Bei welchen Spielen der EM können wir die lautstärksten Gesänge erwarten?

Vermutlich bei denen mit britischen Mannschaften. Die Bewohner der britischen Inseln sind ungeschlagen, was die Bereitschaft zu singen angeht. Das kann man auch hören. Die singen teilweise 10 bis 15 Minuten lang ihre Standards durch. Flapsig gesprochen, haben die Briten schon gesungen, als wir noch auf den Bäumen saßen. Sie haben daher einen Vorsprung, der auch noch Jahrzehnte später trägt. Das haben wir hier in Deutschland nie erreicht. Das muss man neidlos anerkennen.

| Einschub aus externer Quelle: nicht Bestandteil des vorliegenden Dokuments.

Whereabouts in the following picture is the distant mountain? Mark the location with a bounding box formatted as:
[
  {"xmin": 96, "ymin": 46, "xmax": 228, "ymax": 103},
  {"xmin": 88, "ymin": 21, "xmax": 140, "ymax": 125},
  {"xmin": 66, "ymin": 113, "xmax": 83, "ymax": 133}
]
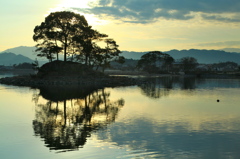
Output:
[
  {"xmin": 0, "ymin": 52, "xmax": 33, "ymax": 66},
  {"xmin": 222, "ymin": 48, "xmax": 240, "ymax": 53},
  {"xmin": 0, "ymin": 46, "xmax": 240, "ymax": 64},
  {"xmin": 0, "ymin": 46, "xmax": 63, "ymax": 61},
  {"xmin": 122, "ymin": 49, "xmax": 240, "ymax": 64},
  {"xmin": 3, "ymin": 46, "xmax": 39, "ymax": 60}
]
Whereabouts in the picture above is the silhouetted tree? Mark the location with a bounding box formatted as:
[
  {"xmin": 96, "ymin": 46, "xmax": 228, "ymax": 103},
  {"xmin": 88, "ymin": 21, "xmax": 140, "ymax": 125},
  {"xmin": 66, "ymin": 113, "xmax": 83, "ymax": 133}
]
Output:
[{"xmin": 33, "ymin": 11, "xmax": 88, "ymax": 61}]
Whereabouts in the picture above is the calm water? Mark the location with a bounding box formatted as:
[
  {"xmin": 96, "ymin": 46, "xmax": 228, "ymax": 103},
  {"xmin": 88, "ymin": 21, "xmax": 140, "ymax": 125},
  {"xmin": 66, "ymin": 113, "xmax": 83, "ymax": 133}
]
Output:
[{"xmin": 0, "ymin": 75, "xmax": 240, "ymax": 159}]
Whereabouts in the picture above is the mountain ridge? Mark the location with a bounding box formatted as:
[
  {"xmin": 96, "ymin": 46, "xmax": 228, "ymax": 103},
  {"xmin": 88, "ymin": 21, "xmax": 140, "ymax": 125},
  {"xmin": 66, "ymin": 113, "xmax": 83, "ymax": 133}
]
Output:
[{"xmin": 0, "ymin": 46, "xmax": 240, "ymax": 64}]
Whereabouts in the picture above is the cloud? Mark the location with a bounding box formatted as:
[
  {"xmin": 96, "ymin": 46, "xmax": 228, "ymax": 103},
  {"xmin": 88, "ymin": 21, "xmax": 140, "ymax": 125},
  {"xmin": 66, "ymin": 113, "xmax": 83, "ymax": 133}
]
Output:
[
  {"xmin": 74, "ymin": 0, "xmax": 240, "ymax": 23},
  {"xmin": 198, "ymin": 41, "xmax": 240, "ymax": 47}
]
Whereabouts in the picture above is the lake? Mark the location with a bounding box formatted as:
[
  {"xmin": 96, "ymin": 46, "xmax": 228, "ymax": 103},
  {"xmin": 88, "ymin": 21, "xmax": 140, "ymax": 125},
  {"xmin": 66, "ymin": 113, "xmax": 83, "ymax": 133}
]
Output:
[{"xmin": 0, "ymin": 75, "xmax": 240, "ymax": 159}]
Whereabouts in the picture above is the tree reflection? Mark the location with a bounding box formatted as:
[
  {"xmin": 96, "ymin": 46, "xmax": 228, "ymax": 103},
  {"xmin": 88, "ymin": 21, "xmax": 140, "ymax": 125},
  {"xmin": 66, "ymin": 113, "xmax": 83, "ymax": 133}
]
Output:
[
  {"xmin": 139, "ymin": 77, "xmax": 174, "ymax": 98},
  {"xmin": 33, "ymin": 89, "xmax": 124, "ymax": 152}
]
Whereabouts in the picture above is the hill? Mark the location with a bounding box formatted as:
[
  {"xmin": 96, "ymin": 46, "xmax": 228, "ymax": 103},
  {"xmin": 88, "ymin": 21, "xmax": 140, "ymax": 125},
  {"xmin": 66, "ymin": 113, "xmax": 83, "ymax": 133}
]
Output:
[
  {"xmin": 0, "ymin": 52, "xmax": 33, "ymax": 66},
  {"xmin": 3, "ymin": 46, "xmax": 37, "ymax": 60},
  {"xmin": 0, "ymin": 46, "xmax": 240, "ymax": 64}
]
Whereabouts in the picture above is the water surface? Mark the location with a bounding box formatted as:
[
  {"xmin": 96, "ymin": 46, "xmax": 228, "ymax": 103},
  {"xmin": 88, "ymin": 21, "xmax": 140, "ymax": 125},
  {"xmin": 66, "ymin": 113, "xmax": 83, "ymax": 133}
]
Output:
[{"xmin": 0, "ymin": 77, "xmax": 240, "ymax": 159}]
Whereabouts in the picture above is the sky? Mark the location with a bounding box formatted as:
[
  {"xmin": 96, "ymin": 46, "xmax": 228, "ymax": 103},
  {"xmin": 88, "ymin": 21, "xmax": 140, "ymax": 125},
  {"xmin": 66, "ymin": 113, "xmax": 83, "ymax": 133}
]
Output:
[{"xmin": 0, "ymin": 0, "xmax": 240, "ymax": 51}]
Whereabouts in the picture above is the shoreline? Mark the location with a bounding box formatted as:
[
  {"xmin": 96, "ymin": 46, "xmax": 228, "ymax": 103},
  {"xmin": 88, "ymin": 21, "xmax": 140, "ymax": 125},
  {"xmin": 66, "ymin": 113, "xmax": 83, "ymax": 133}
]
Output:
[{"xmin": 0, "ymin": 72, "xmax": 240, "ymax": 88}]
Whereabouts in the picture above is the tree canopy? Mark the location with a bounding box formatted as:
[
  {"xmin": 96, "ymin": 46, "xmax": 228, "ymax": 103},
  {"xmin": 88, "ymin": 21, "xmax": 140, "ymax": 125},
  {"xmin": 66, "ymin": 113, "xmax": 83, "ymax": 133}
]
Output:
[{"xmin": 33, "ymin": 11, "xmax": 121, "ymax": 69}]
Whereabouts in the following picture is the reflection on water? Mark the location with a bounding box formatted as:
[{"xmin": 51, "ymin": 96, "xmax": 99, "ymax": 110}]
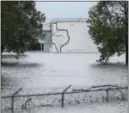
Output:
[{"xmin": 2, "ymin": 52, "xmax": 128, "ymax": 93}]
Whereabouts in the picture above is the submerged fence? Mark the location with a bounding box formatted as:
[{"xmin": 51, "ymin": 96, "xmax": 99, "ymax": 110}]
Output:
[{"xmin": 1, "ymin": 85, "xmax": 128, "ymax": 113}]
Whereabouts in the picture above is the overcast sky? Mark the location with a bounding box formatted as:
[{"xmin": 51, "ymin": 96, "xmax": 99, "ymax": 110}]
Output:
[{"xmin": 36, "ymin": 2, "xmax": 96, "ymax": 22}]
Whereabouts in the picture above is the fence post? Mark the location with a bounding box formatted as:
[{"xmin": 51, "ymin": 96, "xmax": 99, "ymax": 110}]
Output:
[
  {"xmin": 61, "ymin": 85, "xmax": 72, "ymax": 108},
  {"xmin": 106, "ymin": 89, "xmax": 109, "ymax": 102},
  {"xmin": 11, "ymin": 88, "xmax": 22, "ymax": 113}
]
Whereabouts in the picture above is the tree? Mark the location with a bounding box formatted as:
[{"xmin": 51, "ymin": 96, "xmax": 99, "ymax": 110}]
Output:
[
  {"xmin": 87, "ymin": 1, "xmax": 128, "ymax": 64},
  {"xmin": 1, "ymin": 1, "xmax": 45, "ymax": 53}
]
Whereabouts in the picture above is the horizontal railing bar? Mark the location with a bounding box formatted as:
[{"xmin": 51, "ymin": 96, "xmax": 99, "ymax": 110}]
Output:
[{"xmin": 1, "ymin": 87, "xmax": 128, "ymax": 98}]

Seit wann gibt es Fangesänge überhaupt?

Der Fangesang ist in den 1960er Jahren in Europa entstanden, erst in England und dann ungefähr ab Mitte der siebziger Jahre in Deutschland. In alten Filmen haben wir einen frühen Vorläufer aus dem Jahre 1953 gefunden. Meist wurden damals bei der Eröffnungszeremonie in England Erbauungshymnen gesungen, zum Beispiel Abide with Me. Das ist ein ähnliches Lied wie Herr, bleib bei uns, denn es will Abend werden.

Und wie fing die Forschung über Fanlieder an?

Erst im Nachhinein habe ich entdeckt, dass der englische Verhaltensforscher Desmond Morris bereits 1981 ein Buch geschrieben hatte mit dem Titel The Soccer Tribe. Zum größten Teil geht es darin jedoch um Kleidung und um Rituale. Ganz am Ende kommt er auch auf die Gesänge des Fußballstamms zu sprechen. Stammesgesänge, tribal chants, hat er das genannt, songs of praise and hymns of hate, Lobpreisungen des eigenen Teams und Hassgesänge auf den Gegner. Da hat man eigentlich schon alles drin.

Wie sind Sie auf dieses für einen Professor der Musikpsychologie untypische Thema ­gestoßen?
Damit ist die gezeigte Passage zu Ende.